What Is autoresearch?

The concept is deceptively simple: give an AI agent a small but fully functional large language model (LLM) training environment and let it iterate independently. The agent modifies the training code, runs a 5-minute experiment, checks whether performance improved on the validation metric, and then keeps or discards the change — repeating this cycle through the night. By morning, the user wakes up to a complete log of experiments and, ideally, a meaningfully better model.

The project is built on top of Karpathy's earlier work, nanochat, a single-GPU LLM training implementation. The codebase is deliberately minimal: only three files matter. prepare.py handles data preparation and utilities and is never touched by the agent. train.py is the single file the agent edits freely — modifying anything from model architecture and hyperparameters to the optimizer and batch size. program.md is a Markdown-format instruction file written by the human researcher to guide the agent's behavior, effectively acting as a "research org specification."

Fixed Time Budget: The Clever Core Design

One of the most notable design decisions in autoresearch is the strict 5-minute wall-clock time budget for each experiment. Regardless of what the agent changes — model size, batch size, architecture — every run takes exactly 5 minutes. This yields roughly 12 experiments per hour and approximately 100 experiments during a single night's sleep.

The benefit is that all runs become directly comparable, since they compete on the same time budget rather than on floating compute. The tradeoff is that results are platform-specific: a run on an NVIDIA H100 will not be comparable to a run on a different GPU. The evaluation metric is val_bpb (validation bits per byte), a vocabulary-size-independent measure, ensuring fair comparisons even when the agent changes model architecture.
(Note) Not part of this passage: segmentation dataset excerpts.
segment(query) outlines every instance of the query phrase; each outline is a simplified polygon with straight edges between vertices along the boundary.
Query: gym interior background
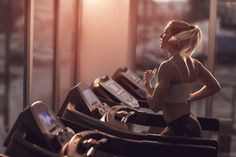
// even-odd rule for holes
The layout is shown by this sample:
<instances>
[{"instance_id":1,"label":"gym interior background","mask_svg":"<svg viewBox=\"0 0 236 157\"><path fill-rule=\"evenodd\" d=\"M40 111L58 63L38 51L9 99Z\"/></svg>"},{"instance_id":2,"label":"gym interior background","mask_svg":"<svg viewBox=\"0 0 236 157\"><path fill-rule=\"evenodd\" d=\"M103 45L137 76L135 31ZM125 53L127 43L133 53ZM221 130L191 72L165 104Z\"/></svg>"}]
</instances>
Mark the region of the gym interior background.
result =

Minimal Dependencies, Maximum Autonomy

Karpathy has kept the project self-contained with no external infrastructure dependencies beyond PyTorch and a handful of small packages. There is no distributed training, no complex configuration system, and no cloud requirements. A single NVIDIA GPU is all that is needed, with Python 3.10+ and the uv package manager.
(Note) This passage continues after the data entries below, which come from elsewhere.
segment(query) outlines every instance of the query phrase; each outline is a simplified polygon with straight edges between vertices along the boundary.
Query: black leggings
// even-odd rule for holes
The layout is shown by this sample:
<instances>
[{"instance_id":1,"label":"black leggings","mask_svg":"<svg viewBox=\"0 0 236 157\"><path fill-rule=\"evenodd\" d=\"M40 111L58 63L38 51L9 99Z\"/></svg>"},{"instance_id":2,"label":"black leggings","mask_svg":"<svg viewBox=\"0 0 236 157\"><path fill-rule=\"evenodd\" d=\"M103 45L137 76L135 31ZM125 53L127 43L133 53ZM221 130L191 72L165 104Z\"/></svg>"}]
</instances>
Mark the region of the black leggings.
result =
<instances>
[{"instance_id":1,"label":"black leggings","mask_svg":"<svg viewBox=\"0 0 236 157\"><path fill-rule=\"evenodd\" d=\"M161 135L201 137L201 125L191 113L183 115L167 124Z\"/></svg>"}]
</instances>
To enter autonomous research mode, users simply point their AI agent of choice — Claude, Codex, or any other — at the repository and instruct it to read program.md and begin experimenting. Karpathy notes that the program.md file is a "super lightweight skill" — a plain-text interface for programming research intent.

Community Response and Early Momentum

Since its release, the repository has attracted significant community attention, garnering over 1,800 stars and 200 forks on GitHub as of early March 2026. Multiple community-driven forks have already appeared, including a macOS-compatible variant. The project had 20 commits and active issues filed within days of launch, signaling strong developer interest.
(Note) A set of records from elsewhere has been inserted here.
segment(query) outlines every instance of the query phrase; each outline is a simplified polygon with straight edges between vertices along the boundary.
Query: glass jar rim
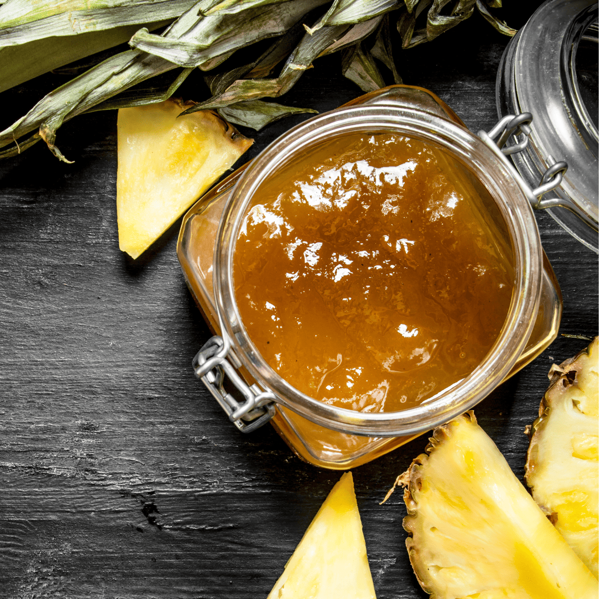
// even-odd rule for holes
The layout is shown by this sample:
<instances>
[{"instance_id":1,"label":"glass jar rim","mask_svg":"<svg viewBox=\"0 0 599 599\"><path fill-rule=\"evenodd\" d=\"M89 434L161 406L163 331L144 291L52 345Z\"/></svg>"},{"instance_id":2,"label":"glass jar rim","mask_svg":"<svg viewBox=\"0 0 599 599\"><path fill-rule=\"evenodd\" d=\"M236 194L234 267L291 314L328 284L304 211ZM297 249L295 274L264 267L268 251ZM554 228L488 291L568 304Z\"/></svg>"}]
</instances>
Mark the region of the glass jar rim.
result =
<instances>
[{"instance_id":1,"label":"glass jar rim","mask_svg":"<svg viewBox=\"0 0 599 599\"><path fill-rule=\"evenodd\" d=\"M465 378L415 407L365 413L307 395L281 377L249 338L237 308L233 257L247 208L261 183L307 147L332 135L394 132L443 148L487 189L512 243L515 288L504 326L483 361ZM542 250L534 216L513 167L465 127L426 110L391 105L341 107L304 121L280 136L250 163L234 188L217 233L213 286L222 334L243 366L277 402L327 428L376 437L421 432L472 407L507 376L524 350L539 310Z\"/></svg>"}]
</instances>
A Glimpse at the Future of Research

Karpathy accompanied the project with a characteristically witty philosophical framing, writing: "One day, frontier AI research used to be done by meat computers in between eating, sleeping, having other fun… That era is long gone." While tongue-in-cheek, the statement reflects a broader shift in how the AI community is beginning to think about automated research pipelines and agent-driven scientific discovery.